This repository provides the experimental code for our paper "3D-MASNet: 3D Mixed-scale Asymmetric Convolutional Segmentation Network for 6-month-old Infant Brain MR Images".

Created by Zilong Zeng at Beijing Normal University. For any questions, please contact zilongzeng@mail.bnu.edu.cn or tengdazhao@bnu.edu.cn

Publication

If you find that this work is useful for your research, please consider citing our paper.

@article{zeng2021masnet,
  title={3D-MASNet: 3D Mixed-scale Asymmetric Convolutional Segmentation Network for 6-month-old Infant Brain MR Images},
  author={Zilong Zeng and Tengda Zhao and Lianglong Sun and Yihe Zhang and Mingrui Xia and Xuhong Liao and Jiaying Zhang and Dinggang Shen and Li Wang and Yong He},
  journal={Human Brain Mapping},
  year={2022}
}

The paper is avaliable at https://onlinelibrary.wiley.com/doi/10.1002/hbm.26174?af=R.

Dataset

The dataset used for model training and validation is from iSeg-2019. The iSeg organizers provide 10 infant subjects with labels for model training, and 13 infant subjects without labels for model validation. Each subject consists of T1 and T2 images for segmentation.

Model Fusion

Once your training process is over, you could configure your JSON file to fuse your model's parameters. An example of JSON file for the model fusion process shown in deploy.json.

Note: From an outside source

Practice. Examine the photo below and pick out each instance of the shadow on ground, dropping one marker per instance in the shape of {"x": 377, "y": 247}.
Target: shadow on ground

  • "task": This parameter need to set to "deploy", which means that we're going to fuse the model's parameters.
  • "ori_model": List of pathes to models which are not fused.

Once you have configured your JSON file for model fusion, you need run this command like this:

python -m client.run ./settings/deploy.json

Testing

Once your training or model fusion process is over, you can configure your JSON file to segment subjects' brain images. An example of JSON file for the model prediction shown in predict.json.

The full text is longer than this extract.